Tuesday, 5 November 2019

The Death of Alexander the Great

Alexander depicted during the Battle of Issus, Museo Archeologico Nazionale, Napoli

The enthralling denouement of a six-part BBC Radio Drama series of Alexander the Great, which was produced in 1993.

In Babylon, Alexander is lying in the throes of death at the end of a short but spectacular life-span predicted at the time of his birth by the Morai -alternatively known as the Fates- who are a trio of white-robed female incarnations of destiny.

Half in the physical world and half in the spirit world, he ruminates over his life, his conquests and the succession with the ever guiding spirit of Achilles of Troy, the father of his “yearning soul” in contrast to his earthly father and competitor, King Phillip of Macedon.

In this drama, Alexander is sympathetically portrayed as the quintessential Philosopher-King and his fixation with Achilles is a component of the “mythic consciousness” that has driven him to avenge an earlier defeat of the Greeks by the Persians and to conquer almost all of the known world.

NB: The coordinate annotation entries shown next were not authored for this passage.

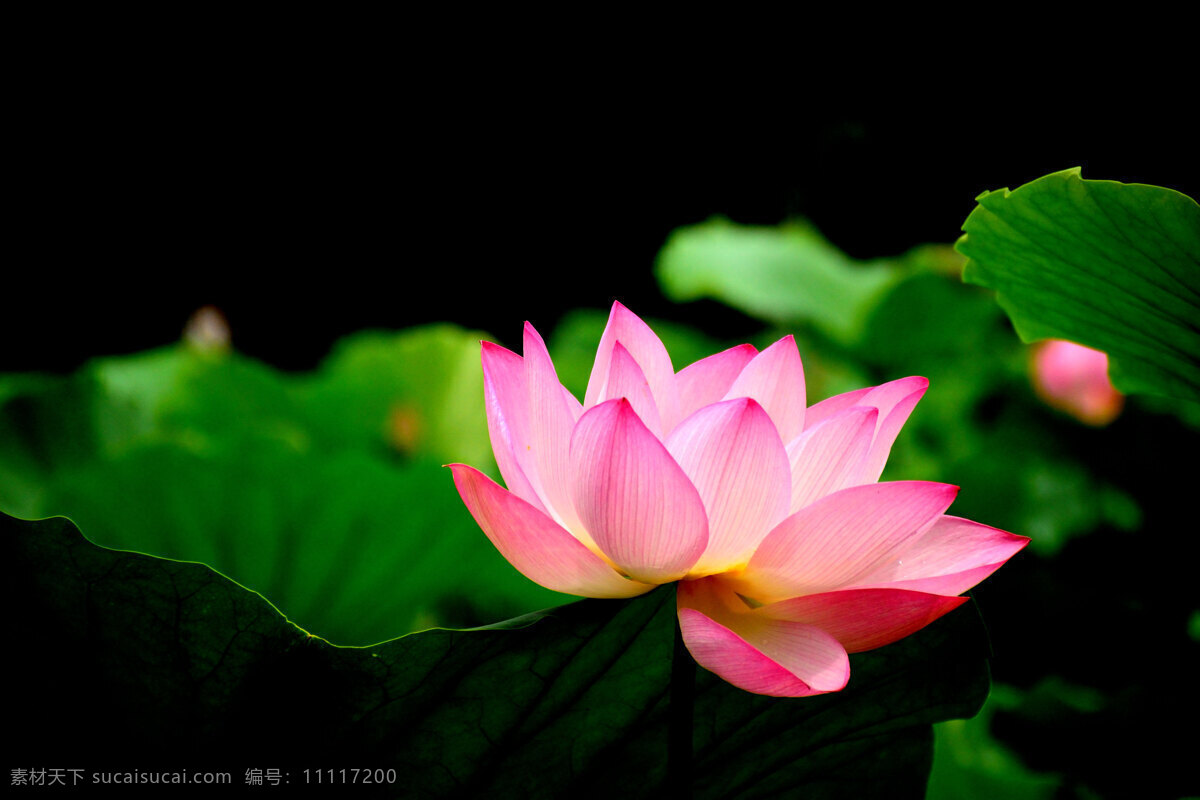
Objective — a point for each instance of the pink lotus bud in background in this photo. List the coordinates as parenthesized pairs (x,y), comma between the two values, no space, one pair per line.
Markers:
(1074,379)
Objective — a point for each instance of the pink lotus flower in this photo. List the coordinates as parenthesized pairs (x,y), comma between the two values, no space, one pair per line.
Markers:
(787,551)
(1074,379)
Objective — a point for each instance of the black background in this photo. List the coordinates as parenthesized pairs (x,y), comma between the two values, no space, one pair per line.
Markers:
(310,202)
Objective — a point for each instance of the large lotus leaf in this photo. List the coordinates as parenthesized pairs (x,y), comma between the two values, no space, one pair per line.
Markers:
(784,275)
(352,548)
(1110,265)
(418,391)
(121,654)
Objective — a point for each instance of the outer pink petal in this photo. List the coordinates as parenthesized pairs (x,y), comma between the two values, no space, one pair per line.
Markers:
(733,456)
(639,506)
(507,398)
(706,382)
(864,619)
(953,555)
(832,405)
(828,456)
(625,379)
(775,378)
(760,655)
(651,355)
(551,421)
(535,545)
(828,543)
(895,401)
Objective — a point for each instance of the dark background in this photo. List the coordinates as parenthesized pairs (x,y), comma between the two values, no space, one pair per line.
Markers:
(309,205)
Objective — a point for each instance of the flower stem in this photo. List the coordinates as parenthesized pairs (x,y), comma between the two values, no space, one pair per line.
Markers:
(679,731)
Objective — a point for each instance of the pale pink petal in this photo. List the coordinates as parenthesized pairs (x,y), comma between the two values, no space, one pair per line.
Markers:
(953,555)
(706,382)
(831,405)
(827,457)
(639,506)
(733,456)
(507,400)
(625,379)
(775,378)
(651,355)
(827,545)
(756,654)
(864,619)
(895,401)
(535,545)
(551,421)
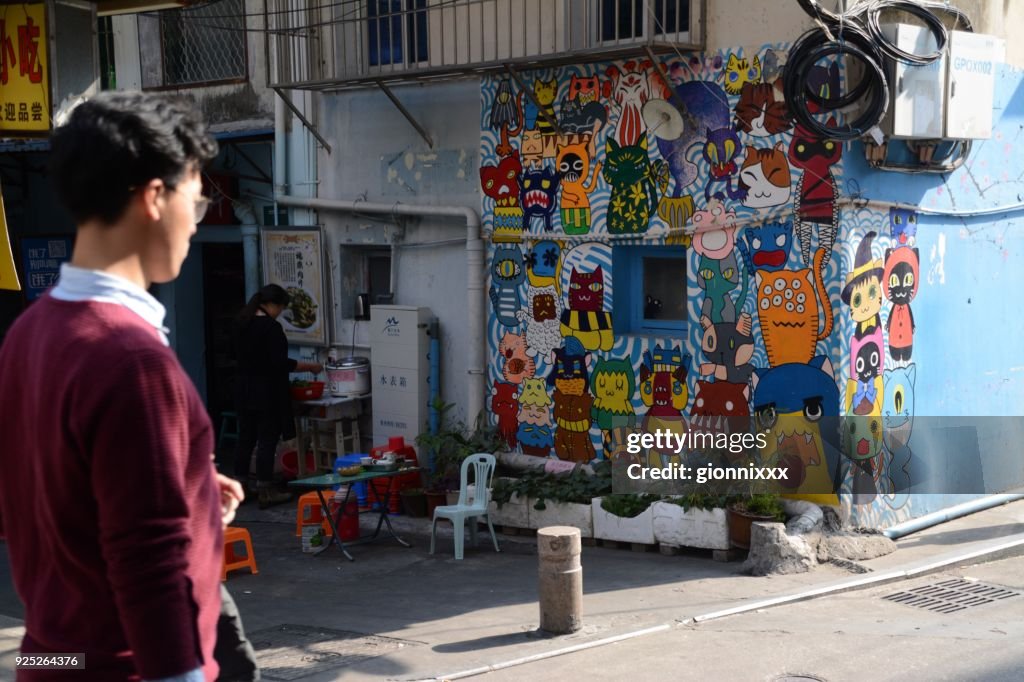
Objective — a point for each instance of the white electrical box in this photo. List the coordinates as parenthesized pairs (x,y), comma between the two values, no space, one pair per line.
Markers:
(916,104)
(973,61)
(399,348)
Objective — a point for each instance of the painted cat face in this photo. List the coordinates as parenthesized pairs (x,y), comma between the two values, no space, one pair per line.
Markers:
(903,226)
(769,245)
(504,111)
(720,151)
(573,163)
(545,91)
(503,400)
(787,309)
(724,344)
(901,274)
(585,90)
(766,174)
(738,72)
(587,290)
(897,396)
(808,152)
(502,182)
(569,365)
(868,361)
(539,188)
(507,266)
(613,381)
(534,392)
(532,144)
(625,166)
(761,111)
(517,365)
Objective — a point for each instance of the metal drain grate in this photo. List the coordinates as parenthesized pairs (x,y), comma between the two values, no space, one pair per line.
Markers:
(951,596)
(294,651)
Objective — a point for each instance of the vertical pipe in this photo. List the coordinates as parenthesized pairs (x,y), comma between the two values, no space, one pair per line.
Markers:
(435,389)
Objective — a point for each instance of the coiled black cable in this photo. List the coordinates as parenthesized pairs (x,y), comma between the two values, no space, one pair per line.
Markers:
(931,20)
(811,48)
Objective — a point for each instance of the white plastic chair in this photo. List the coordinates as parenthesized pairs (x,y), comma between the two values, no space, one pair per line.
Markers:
(483,467)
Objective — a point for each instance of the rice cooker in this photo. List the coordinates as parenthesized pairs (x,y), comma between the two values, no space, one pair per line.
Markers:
(349,376)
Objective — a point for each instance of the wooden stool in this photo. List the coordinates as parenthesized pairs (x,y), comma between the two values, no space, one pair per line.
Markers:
(310,501)
(231,560)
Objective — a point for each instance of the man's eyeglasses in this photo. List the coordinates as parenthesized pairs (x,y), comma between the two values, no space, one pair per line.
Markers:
(202,205)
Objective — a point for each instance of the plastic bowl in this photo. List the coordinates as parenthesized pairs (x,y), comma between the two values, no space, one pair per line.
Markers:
(311,392)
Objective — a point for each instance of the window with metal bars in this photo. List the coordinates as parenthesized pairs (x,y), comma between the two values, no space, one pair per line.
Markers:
(626,19)
(396,32)
(199,46)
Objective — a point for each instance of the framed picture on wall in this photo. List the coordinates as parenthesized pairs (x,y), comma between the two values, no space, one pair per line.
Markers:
(293,258)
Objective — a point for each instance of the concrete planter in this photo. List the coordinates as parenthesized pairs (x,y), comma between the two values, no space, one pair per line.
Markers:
(693,527)
(562,513)
(637,529)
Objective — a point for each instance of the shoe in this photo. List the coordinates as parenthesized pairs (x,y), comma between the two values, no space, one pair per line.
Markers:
(269,497)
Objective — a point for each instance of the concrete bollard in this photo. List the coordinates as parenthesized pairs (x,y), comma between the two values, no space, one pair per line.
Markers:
(560,584)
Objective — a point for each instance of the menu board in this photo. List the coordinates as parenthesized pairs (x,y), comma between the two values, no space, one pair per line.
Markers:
(293,258)
(41,259)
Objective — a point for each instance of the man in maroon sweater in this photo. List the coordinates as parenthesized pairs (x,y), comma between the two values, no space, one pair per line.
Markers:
(110,503)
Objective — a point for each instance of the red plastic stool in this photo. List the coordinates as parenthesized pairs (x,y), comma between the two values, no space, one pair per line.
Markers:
(310,502)
(232,561)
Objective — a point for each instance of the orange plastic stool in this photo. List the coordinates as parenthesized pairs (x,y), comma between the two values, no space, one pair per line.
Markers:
(231,560)
(310,502)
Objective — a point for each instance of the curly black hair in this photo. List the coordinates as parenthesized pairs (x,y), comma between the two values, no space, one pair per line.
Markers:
(118,141)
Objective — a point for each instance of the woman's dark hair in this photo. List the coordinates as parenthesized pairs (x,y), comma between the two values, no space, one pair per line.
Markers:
(117,142)
(268,294)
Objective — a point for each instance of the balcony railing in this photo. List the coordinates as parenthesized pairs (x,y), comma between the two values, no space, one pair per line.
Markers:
(332,45)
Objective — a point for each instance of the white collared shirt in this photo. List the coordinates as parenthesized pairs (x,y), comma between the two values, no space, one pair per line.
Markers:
(79,284)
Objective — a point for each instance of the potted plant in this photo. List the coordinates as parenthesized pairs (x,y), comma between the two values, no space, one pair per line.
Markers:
(450,444)
(743,511)
(626,518)
(697,519)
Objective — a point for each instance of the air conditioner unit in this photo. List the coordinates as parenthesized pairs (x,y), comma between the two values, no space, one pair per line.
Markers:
(949,98)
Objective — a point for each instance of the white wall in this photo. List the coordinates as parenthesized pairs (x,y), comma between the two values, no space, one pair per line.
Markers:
(379,157)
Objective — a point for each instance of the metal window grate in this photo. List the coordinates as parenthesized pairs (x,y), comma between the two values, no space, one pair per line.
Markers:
(204,44)
(951,596)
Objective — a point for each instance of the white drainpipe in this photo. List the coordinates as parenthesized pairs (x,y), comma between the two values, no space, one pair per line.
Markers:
(474,275)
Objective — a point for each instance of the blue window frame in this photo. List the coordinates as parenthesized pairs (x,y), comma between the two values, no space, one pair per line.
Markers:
(650,290)
(389,44)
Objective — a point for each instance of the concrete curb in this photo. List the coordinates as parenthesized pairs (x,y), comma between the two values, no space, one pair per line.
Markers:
(991,552)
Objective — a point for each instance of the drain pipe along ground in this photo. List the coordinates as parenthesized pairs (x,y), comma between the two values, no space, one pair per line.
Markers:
(474,273)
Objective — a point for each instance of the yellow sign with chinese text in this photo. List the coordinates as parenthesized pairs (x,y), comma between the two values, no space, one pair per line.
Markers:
(8,275)
(25,83)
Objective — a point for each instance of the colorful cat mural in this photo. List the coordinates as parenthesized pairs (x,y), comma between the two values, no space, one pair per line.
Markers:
(517,365)
(586,317)
(787,309)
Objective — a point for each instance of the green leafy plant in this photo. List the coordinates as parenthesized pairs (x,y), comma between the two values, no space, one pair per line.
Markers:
(576,487)
(628,506)
(704,501)
(454,441)
(762,504)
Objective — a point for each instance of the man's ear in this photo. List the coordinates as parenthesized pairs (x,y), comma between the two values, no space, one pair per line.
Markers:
(153,197)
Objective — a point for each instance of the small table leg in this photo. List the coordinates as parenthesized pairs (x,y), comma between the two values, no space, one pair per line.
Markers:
(334,522)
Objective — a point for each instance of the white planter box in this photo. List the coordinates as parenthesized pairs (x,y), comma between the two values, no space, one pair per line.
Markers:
(514,513)
(637,529)
(694,527)
(562,513)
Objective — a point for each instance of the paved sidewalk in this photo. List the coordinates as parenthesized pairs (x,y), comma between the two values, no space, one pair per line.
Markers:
(410,615)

And it is Achilles with whom he has communed since childhood, along with Patroculus who tell the story of what happened after Alexander’s death: an orgy of suicides, revenge murders and in-fighting among his generals.

“Who will rule after you?” asks Achilles.
“The best?” responds Alexander.
“There is none”, the spirits of Achilles and Patroclus reply in unison.

Fittingly, Alexander, the King of the Macedons, Leader of the Greeks, Pharaoh of All Egypt, Lord of Persia, and King of Kings, expires smelling of “thyme and roses” and “his flesh does not corrupt”.

No one was able to rule the empire he had built.